Step 2: Align RNA-seq reads:
STAR \
--runMode alignReads \
--genomeDir /path/to/genome_index \ # genome index directory
--readFilesIn sample_R1.fastq.gz sample_R2.fastq.gz \ # input FASTQ files
--readFilesCommand zcat \ # command to uncompress files (for .gz)
--outFileNamePrefix sample_ \ # output file prefix
--outSAMtype BAM SortedByCoordinate \ # output sorted BAM directly
--quantMode GeneCounts \ # count reads per gene
--outSAMattributes NH HI AS nM NM \ # include useful SAM tags
--runThreadN 8 \ # number of threads
--limitBAMsortRAM 20000000000 # RAM for BAM sorting (20 GB)Key Output Files: - sample_Aligned.sortedByCoord.out.bam: Aligned reads sorted by coordinate (ready for downstream analysis) - sample_Log.final.out: Summary statistics (mapping rate, junction counts) - sample_SJ.out.tab: Detected splice junctions with read support - sample_ReadsPerGene.out.tab: Gene-level read counts (for DESeq2, edgeR)
Understanding STAR Alignment Modes: STAR has different alignment strategies controlled by --alignIntronMin and --alignIntronMax: - Default (spliced alignment): Allows junctions from 21 bp to 0 bp (no max) - For close organisms with different intron sizes, adjust these parameters - --alignIntronMin 20 --alignIntronMax 1000000 is typical for mammalian genomes
Multi-mapping reads: STAR can report multiple alignments for reads that map to multiple locations (e.g., gene families, repetitive regions): - --outFilterMultimapNmax 1: Report only uniquely mapped reads (stringent) - --outFilterMultimapNmax 20: Report up to 20 alignments per read (permissive) - Multi-mappers are useful for detecting gene family expression but may complicate quantification
Gene Counting with –quantMode GeneCounts: STAR can directly count reads per gene during alignment, saving time compared to running a separate counting tool (e.g., featureCounts).

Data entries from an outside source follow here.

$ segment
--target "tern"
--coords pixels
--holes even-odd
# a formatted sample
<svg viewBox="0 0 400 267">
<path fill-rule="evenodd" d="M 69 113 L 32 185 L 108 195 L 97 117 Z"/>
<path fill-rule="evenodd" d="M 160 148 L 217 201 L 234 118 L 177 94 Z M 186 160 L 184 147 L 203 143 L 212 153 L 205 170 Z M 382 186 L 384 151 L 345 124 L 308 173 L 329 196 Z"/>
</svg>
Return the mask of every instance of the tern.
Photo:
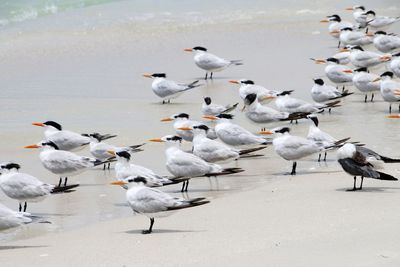
<svg viewBox="0 0 400 267">
<path fill-rule="evenodd" d="M 379 75 L 369 73 L 367 68 L 354 70 L 353 84 L 362 93 L 365 93 L 364 102 L 367 103 L 368 93 L 371 93 L 371 102 L 374 100 L 374 92 L 379 92 L 380 82 L 376 81 Z"/>
<path fill-rule="evenodd" d="M 373 42 L 373 33 L 354 31 L 345 27 L 340 30 L 339 40 L 343 45 L 368 45 Z"/>
<path fill-rule="evenodd" d="M 206 96 L 204 97 L 204 103 L 201 106 L 201 112 L 203 113 L 203 115 L 215 116 L 221 113 L 229 113 L 233 111 L 237 107 L 237 105 L 239 105 L 239 103 L 226 106 L 214 104 L 211 103 L 211 97 Z"/>
<path fill-rule="evenodd" d="M 167 135 L 162 138 L 150 139 L 151 142 L 165 142 L 167 170 L 176 178 L 211 177 L 242 172 L 240 168 L 222 168 L 220 165 L 208 163 L 200 157 L 184 152 L 179 148 L 182 138 Z M 182 184 L 182 192 L 187 191 L 189 180 Z"/>
<path fill-rule="evenodd" d="M 369 10 L 364 13 L 367 17 L 367 25 L 374 29 L 388 28 L 395 22 L 400 20 L 400 17 L 377 16 L 375 11 Z"/>
<path fill-rule="evenodd" d="M 392 113 L 392 104 L 399 104 L 400 111 L 400 83 L 394 81 L 393 72 L 386 71 L 376 78 L 374 82 L 381 80 L 381 95 L 383 100 L 389 102 L 389 113 Z"/>
<path fill-rule="evenodd" d="M 348 51 L 344 48 L 342 51 Z M 380 54 L 372 51 L 364 51 L 364 49 L 359 46 L 352 46 L 350 49 L 350 62 L 358 68 L 370 68 L 377 66 L 383 62 L 391 60 L 392 55 L 390 54 Z"/>
<path fill-rule="evenodd" d="M 329 34 L 337 39 L 339 39 L 340 36 L 340 30 L 343 28 L 354 28 L 355 26 L 348 21 L 342 21 L 339 15 L 334 14 L 331 16 L 327 16 L 328 19 L 323 19 L 320 22 L 328 22 L 328 30 Z M 338 47 L 340 47 L 340 40 Z"/>
<path fill-rule="evenodd" d="M 308 103 L 302 99 L 293 98 L 290 95 L 278 96 L 275 101 L 275 105 L 281 112 L 288 113 L 315 113 L 324 111 L 333 107 L 338 107 L 340 100 L 333 101 L 326 104 L 320 103 Z"/>
<path fill-rule="evenodd" d="M 390 61 L 389 69 L 400 78 L 400 53 L 394 54 L 393 59 Z"/>
<path fill-rule="evenodd" d="M 367 15 L 365 15 L 365 7 L 360 5 L 355 5 L 353 7 L 348 7 L 346 10 L 353 11 L 354 20 L 360 24 L 361 28 L 367 26 Z"/>
<path fill-rule="evenodd" d="M 374 33 L 374 46 L 382 53 L 393 53 L 400 49 L 400 37 L 384 31 Z"/>
<path fill-rule="evenodd" d="M 227 145 L 255 146 L 267 145 L 269 142 L 261 136 L 257 136 L 243 127 L 231 122 L 233 115 L 220 114 L 217 116 L 204 116 L 205 119 L 216 121 L 215 133 L 218 138 Z"/>
<path fill-rule="evenodd" d="M 151 89 L 154 94 L 162 99 L 163 104 L 170 103 L 171 99 L 177 98 L 184 92 L 200 86 L 198 80 L 188 84 L 167 80 L 167 75 L 165 73 L 146 73 L 143 74 L 143 76 L 153 79 Z"/>
<path fill-rule="evenodd" d="M 326 77 L 336 85 L 343 85 L 343 90 L 345 85 L 351 85 L 353 83 L 353 70 L 345 65 L 341 65 L 338 59 L 330 57 L 326 60 L 315 60 L 315 63 L 328 63 L 325 67 Z"/>
<path fill-rule="evenodd" d="M 15 228 L 32 222 L 29 213 L 17 212 L 0 204 L 0 231 Z"/>
<path fill-rule="evenodd" d="M 353 189 L 348 191 L 362 190 L 364 178 L 373 178 L 378 180 L 397 181 L 397 178 L 376 170 L 374 161 L 358 151 L 354 144 L 345 144 L 337 151 L 337 158 L 343 170 L 354 177 Z M 361 184 L 356 188 L 357 176 L 361 176 Z"/>
<path fill-rule="evenodd" d="M 210 72 L 210 79 L 213 78 L 213 73 L 217 71 L 222 71 L 229 66 L 243 65 L 242 60 L 226 60 L 220 58 L 216 55 L 207 52 L 207 49 L 201 46 L 196 46 L 193 48 L 185 48 L 186 52 L 195 52 L 194 63 L 200 69 L 206 71 L 205 80 L 207 80 L 208 73 Z"/>
<path fill-rule="evenodd" d="M 27 202 L 42 201 L 50 194 L 72 192 L 71 189 L 77 186 L 55 187 L 43 183 L 32 175 L 18 172 L 20 165 L 16 163 L 1 165 L 1 169 L 0 188 L 9 198 L 18 200 L 19 211 L 22 211 L 22 203 L 25 203 L 23 208 L 25 212 Z"/>
<path fill-rule="evenodd" d="M 325 103 L 334 99 L 343 98 L 353 94 L 345 90 L 339 92 L 336 87 L 325 84 L 322 79 L 314 79 L 314 85 L 311 88 L 311 97 L 317 103 Z"/>
<path fill-rule="evenodd" d="M 183 199 L 172 197 L 155 188 L 146 186 L 147 180 L 135 177 L 128 181 L 112 182 L 113 185 L 128 185 L 126 200 L 134 213 L 143 214 L 150 219 L 150 227 L 143 230 L 142 234 L 150 234 L 153 231 L 154 218 L 171 215 L 172 212 L 209 203 L 203 197 Z"/>
<path fill-rule="evenodd" d="M 82 134 L 63 130 L 62 126 L 55 121 L 34 122 L 32 125 L 44 127 L 44 136 L 46 141 L 51 141 L 57 145 L 60 150 L 77 151 L 90 143 L 90 138 Z M 100 135 L 102 140 L 116 137 L 116 135 Z"/>
<path fill-rule="evenodd" d="M 58 186 L 61 186 L 62 177 L 65 177 L 64 186 L 66 186 L 69 176 L 108 163 L 108 161 L 100 161 L 79 156 L 70 151 L 59 150 L 58 146 L 51 141 L 25 146 L 25 148 L 43 148 L 39 155 L 40 161 L 48 171 L 60 176 Z"/>
</svg>

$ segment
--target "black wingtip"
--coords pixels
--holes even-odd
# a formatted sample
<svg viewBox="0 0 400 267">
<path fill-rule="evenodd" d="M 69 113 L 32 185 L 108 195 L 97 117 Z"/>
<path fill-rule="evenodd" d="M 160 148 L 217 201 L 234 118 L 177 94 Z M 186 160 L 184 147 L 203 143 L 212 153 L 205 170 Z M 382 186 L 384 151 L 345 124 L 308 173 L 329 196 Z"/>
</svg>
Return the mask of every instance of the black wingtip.
<svg viewBox="0 0 400 267">
<path fill-rule="evenodd" d="M 51 191 L 52 194 L 59 194 L 59 193 L 71 193 L 74 192 L 74 190 L 71 190 L 73 188 L 78 187 L 79 184 L 71 184 L 71 185 L 66 185 L 66 186 L 56 186 L 53 188 Z"/>
</svg>

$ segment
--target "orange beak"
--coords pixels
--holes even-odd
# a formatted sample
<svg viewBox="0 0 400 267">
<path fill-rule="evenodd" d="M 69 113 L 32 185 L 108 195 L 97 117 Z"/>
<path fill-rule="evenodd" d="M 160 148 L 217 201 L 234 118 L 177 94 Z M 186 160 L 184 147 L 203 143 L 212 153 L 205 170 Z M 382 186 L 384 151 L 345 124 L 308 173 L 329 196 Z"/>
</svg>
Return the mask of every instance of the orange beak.
<svg viewBox="0 0 400 267">
<path fill-rule="evenodd" d="M 172 118 L 164 118 L 164 119 L 161 119 L 160 121 L 163 121 L 163 122 L 166 122 L 166 121 L 173 121 L 174 119 L 172 119 Z"/>
<path fill-rule="evenodd" d="M 348 49 L 348 48 L 340 48 L 339 49 L 339 52 L 349 52 L 350 51 L 350 49 Z"/>
<path fill-rule="evenodd" d="M 354 10 L 352 7 L 348 7 L 345 10 Z"/>
<path fill-rule="evenodd" d="M 145 74 L 143 74 L 143 77 L 146 77 L 146 78 L 153 78 L 153 76 L 151 76 L 150 73 L 145 73 Z"/>
<path fill-rule="evenodd" d="M 378 77 L 375 80 L 373 80 L 372 82 L 374 83 L 374 82 L 377 82 L 377 81 L 380 81 L 380 80 L 381 80 L 381 77 Z"/>
<path fill-rule="evenodd" d="M 185 52 L 193 52 L 193 49 L 192 48 L 185 48 L 185 49 L 183 49 L 183 51 L 185 51 Z"/>
<path fill-rule="evenodd" d="M 320 20 L 319 22 L 326 23 L 326 22 L 329 22 L 329 19 L 323 19 L 323 20 Z"/>
<path fill-rule="evenodd" d="M 128 184 L 128 183 L 124 182 L 124 181 L 114 181 L 114 182 L 111 182 L 110 184 L 112 184 L 112 185 L 125 185 L 125 184 Z"/>
<path fill-rule="evenodd" d="M 325 59 L 316 59 L 315 64 L 325 64 L 326 60 Z"/>
<path fill-rule="evenodd" d="M 110 154 L 110 155 L 115 156 L 115 151 L 113 151 L 113 150 L 107 150 L 107 153 Z"/>
<path fill-rule="evenodd" d="M 229 82 L 230 83 L 235 83 L 235 84 L 239 84 L 240 83 L 239 81 L 236 81 L 236 80 L 230 80 Z"/>
<path fill-rule="evenodd" d="M 189 127 L 180 127 L 180 128 L 177 128 L 177 130 L 181 130 L 181 131 L 191 131 L 191 130 L 193 130 L 192 128 L 189 128 Z"/>
<path fill-rule="evenodd" d="M 366 33 L 365 35 L 366 35 L 366 36 L 372 37 L 372 36 L 374 36 L 374 33 L 373 33 L 373 32 L 368 32 L 368 33 Z"/>
<path fill-rule="evenodd" d="M 380 61 L 389 61 L 392 59 L 391 55 L 383 55 L 379 58 Z"/>
<path fill-rule="evenodd" d="M 330 34 L 336 34 L 336 33 L 340 33 L 340 31 L 338 31 L 338 30 L 333 30 L 333 31 L 330 32 Z"/>
<path fill-rule="evenodd" d="M 209 119 L 209 120 L 213 120 L 213 121 L 215 121 L 215 120 L 218 120 L 218 118 L 217 117 L 215 117 L 215 116 L 203 116 L 203 118 L 204 119 Z"/>
<path fill-rule="evenodd" d="M 388 115 L 388 116 L 386 116 L 386 118 L 390 118 L 390 119 L 400 119 L 400 114 L 397 114 L 397 115 Z"/>
<path fill-rule="evenodd" d="M 32 125 L 40 126 L 40 127 L 45 127 L 45 126 L 46 126 L 46 125 L 44 125 L 44 124 L 41 123 L 41 122 L 33 122 Z"/>
<path fill-rule="evenodd" d="M 400 89 L 398 89 L 398 90 L 394 90 L 394 93 L 393 93 L 394 95 L 397 95 L 397 96 L 400 96 Z"/>
<path fill-rule="evenodd" d="M 274 99 L 274 98 L 275 98 L 275 96 L 267 95 L 267 96 L 263 96 L 261 99 L 262 100 L 271 100 L 271 99 Z"/>
<path fill-rule="evenodd" d="M 345 72 L 345 73 L 353 73 L 352 70 L 342 70 L 342 72 Z"/>
<path fill-rule="evenodd" d="M 153 138 L 149 140 L 150 142 L 158 142 L 158 143 L 162 143 L 164 142 L 163 140 L 161 140 L 161 138 Z"/>
<path fill-rule="evenodd" d="M 271 131 L 261 131 L 261 132 L 258 132 L 257 134 L 274 134 L 274 133 Z"/>
<path fill-rule="evenodd" d="M 38 145 L 29 145 L 29 146 L 24 146 L 24 148 L 39 148 L 40 146 Z"/>
</svg>

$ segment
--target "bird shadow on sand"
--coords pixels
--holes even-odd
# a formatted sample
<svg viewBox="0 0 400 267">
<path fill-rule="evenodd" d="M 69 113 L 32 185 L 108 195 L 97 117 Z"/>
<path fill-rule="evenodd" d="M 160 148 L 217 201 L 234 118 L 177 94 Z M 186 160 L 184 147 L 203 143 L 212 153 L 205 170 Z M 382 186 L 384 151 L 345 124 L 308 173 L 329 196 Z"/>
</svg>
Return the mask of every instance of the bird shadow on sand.
<svg viewBox="0 0 400 267">
<path fill-rule="evenodd" d="M 10 250 L 10 249 L 23 249 L 23 248 L 47 248 L 48 246 L 0 246 L 1 250 Z"/>
<path fill-rule="evenodd" d="M 207 80 L 204 79 L 204 76 L 201 77 L 194 77 L 192 78 L 193 80 L 200 80 L 200 81 L 204 81 L 204 82 L 212 82 L 214 80 L 233 80 L 233 79 L 237 79 L 237 77 L 232 77 L 232 76 L 217 76 L 217 77 L 213 77 L 212 79 L 208 78 Z"/>
<path fill-rule="evenodd" d="M 114 203 L 115 207 L 129 207 L 128 203 Z"/>
<path fill-rule="evenodd" d="M 336 191 L 338 192 L 348 192 L 348 193 L 386 193 L 386 194 L 393 194 L 395 192 L 391 192 L 388 190 L 399 190 L 398 187 L 363 187 L 362 190 L 351 191 L 351 188 L 338 188 Z"/>
<path fill-rule="evenodd" d="M 310 174 L 328 174 L 328 173 L 339 173 L 342 171 L 298 171 L 295 175 L 292 175 L 290 172 L 279 172 L 279 173 L 272 173 L 272 175 L 276 176 L 303 176 L 303 175 L 310 175 Z"/>
<path fill-rule="evenodd" d="M 45 218 L 45 217 L 70 217 L 70 216 L 74 216 L 75 214 L 73 213 L 45 213 L 45 212 L 39 212 L 39 213 L 32 213 L 33 216 L 37 216 L 39 218 Z"/>
<path fill-rule="evenodd" d="M 126 234 L 133 234 L 133 235 L 143 235 L 142 234 L 143 230 L 129 230 L 129 231 L 125 231 L 123 233 Z M 155 235 L 155 234 L 173 234 L 173 233 L 199 233 L 199 232 L 205 232 L 204 230 L 202 231 L 194 231 L 194 230 L 177 230 L 177 229 L 156 229 L 153 230 L 153 232 L 151 233 L 151 235 Z"/>
</svg>

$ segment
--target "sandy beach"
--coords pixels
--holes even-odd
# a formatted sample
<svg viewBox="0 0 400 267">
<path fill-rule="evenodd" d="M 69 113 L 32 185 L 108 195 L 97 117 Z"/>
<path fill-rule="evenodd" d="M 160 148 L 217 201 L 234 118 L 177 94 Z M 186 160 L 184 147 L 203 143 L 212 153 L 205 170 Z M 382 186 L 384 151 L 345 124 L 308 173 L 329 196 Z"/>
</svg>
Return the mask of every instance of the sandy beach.
<svg viewBox="0 0 400 267">
<path fill-rule="evenodd" d="M 309 58 L 327 57 L 337 50 L 336 40 L 319 20 L 332 12 L 350 20 L 351 13 L 343 9 L 352 3 L 323 1 L 316 9 L 308 2 L 306 8 L 296 4 L 284 9 L 284 16 L 272 15 L 268 9 L 250 16 L 242 7 L 233 17 L 214 16 L 212 21 L 195 23 L 162 24 L 157 17 L 115 19 L 128 14 L 133 5 L 106 3 L 3 28 L 0 162 L 18 162 L 21 171 L 57 183 L 58 177 L 42 167 L 38 151 L 22 148 L 43 139 L 42 129 L 32 122 L 55 120 L 77 132 L 118 134 L 113 144 L 139 144 L 173 133 L 171 124 L 160 122 L 163 117 L 186 112 L 200 120 L 204 96 L 216 103 L 242 105 L 238 86 L 228 83 L 231 79 L 248 78 L 268 88 L 295 90 L 294 97 L 311 101 L 312 79 L 323 77 L 323 66 Z M 379 3 L 377 8 L 386 15 L 399 13 L 394 1 Z M 238 14 L 243 17 L 237 18 Z M 399 33 L 400 23 L 390 30 Z M 226 58 L 243 59 L 245 64 L 217 73 L 212 81 L 201 80 L 203 86 L 161 105 L 142 74 L 166 72 L 182 82 L 202 79 L 204 73 L 194 65 L 192 55 L 183 52 L 196 45 Z M 376 73 L 384 70 L 382 66 Z M 318 115 L 320 128 L 339 139 L 351 137 L 383 155 L 400 157 L 400 120 L 385 118 L 388 104 L 380 96 L 374 103 L 364 103 L 364 95 L 349 89 L 355 94 L 342 107 L 331 115 Z M 234 115 L 235 123 L 259 131 L 240 110 Z M 289 124 L 267 127 L 278 125 Z M 309 125 L 304 120 L 289 126 L 293 134 L 305 136 Z M 190 149 L 190 143 L 183 145 Z M 144 150 L 134 155 L 134 163 L 167 175 L 164 146 L 147 143 Z M 296 176 L 289 175 L 291 162 L 279 158 L 272 146 L 264 153 L 224 165 L 241 167 L 243 173 L 218 180 L 194 179 L 188 194 L 179 192 L 180 185 L 162 188 L 180 197 L 204 196 L 211 203 L 156 219 L 151 235 L 141 234 L 148 219 L 132 216 L 125 191 L 110 185 L 113 170 L 96 168 L 71 177 L 81 184 L 76 192 L 51 196 L 28 208 L 51 224 L 31 224 L 0 234 L 1 266 L 400 264 L 399 182 L 366 179 L 362 191 L 346 192 L 353 179 L 342 171 L 335 152 L 328 154 L 327 162 L 318 163 L 318 155 L 299 161 Z M 79 154 L 89 155 L 89 151 Z M 400 177 L 400 165 L 386 164 L 385 172 Z M 3 193 L 0 202 L 12 209 L 18 204 Z"/>
</svg>

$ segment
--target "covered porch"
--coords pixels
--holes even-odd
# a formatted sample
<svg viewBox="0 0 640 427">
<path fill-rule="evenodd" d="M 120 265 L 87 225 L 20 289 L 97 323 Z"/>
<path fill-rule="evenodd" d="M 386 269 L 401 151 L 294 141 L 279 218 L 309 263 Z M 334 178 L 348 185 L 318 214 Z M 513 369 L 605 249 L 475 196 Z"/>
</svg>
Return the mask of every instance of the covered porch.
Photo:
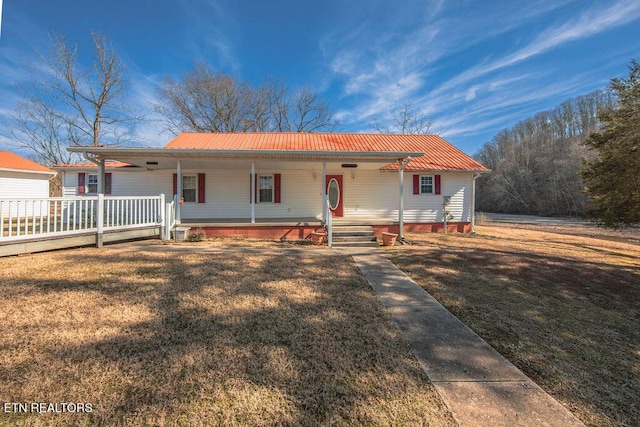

The output file ReadsPerGene.out.tab contains four columns: 1. Gene ID 2. Counts (unstranded) 3. Counts (1st read strand aligned with RNA, strand-specific protocol) 4. Counts (2nd read strand aligned with RNA, strand-specific protocol)
Choose the appropriate column based on your library preparation protocol (most RNA-seq is now strand-specific).
Two-pass mapping for novel junction detection: For samples with many novel splice junctions (e.g., de novo transcriptome, non-model organisms), use two-pass mode:
STAR \
--runMode alignReads \
--genomeDir /path/to/genome_index \
--readFilesIn sample_R1.fastq.gz sample_R2.fastq.gz \
--readFilesCommand zcat \
--outFileNamePrefix sample_ \
--outSAMtype BAM SortedByCoordinate \
--twopassMode Basic \ # enables two-pass mode
--runThreadN 8In two-pass mode, STAR first maps reads to detect novel junctions, then re-builds the index including these junctions for a second mapping pass. This improves alignment accuracy for unannotated transcripts.
Chimeric/Fusion Detection: STAR can detect gene fusions and chimeric transcripts (common in cancer):
STAR \
--runMode alignReads \
--genomeDir /path/to/genome_index \
--readFilesIn sample_R1.fastq.gz sample_R2.fastq.gz \
--readFilesCommand zcat \
--outFileNamePrefix sample_ \
--outSAMtype BAM SortedByCoordinate \
--chimSegmentMin 20 \ # minimum chimeric segment length
--chimOutType Junctions \ # output chimeric junctions
--runThreadN 8The sample_Chimeric.out.junction file contains candidate fusion events that can be further validated with tools like STAR-Fusion.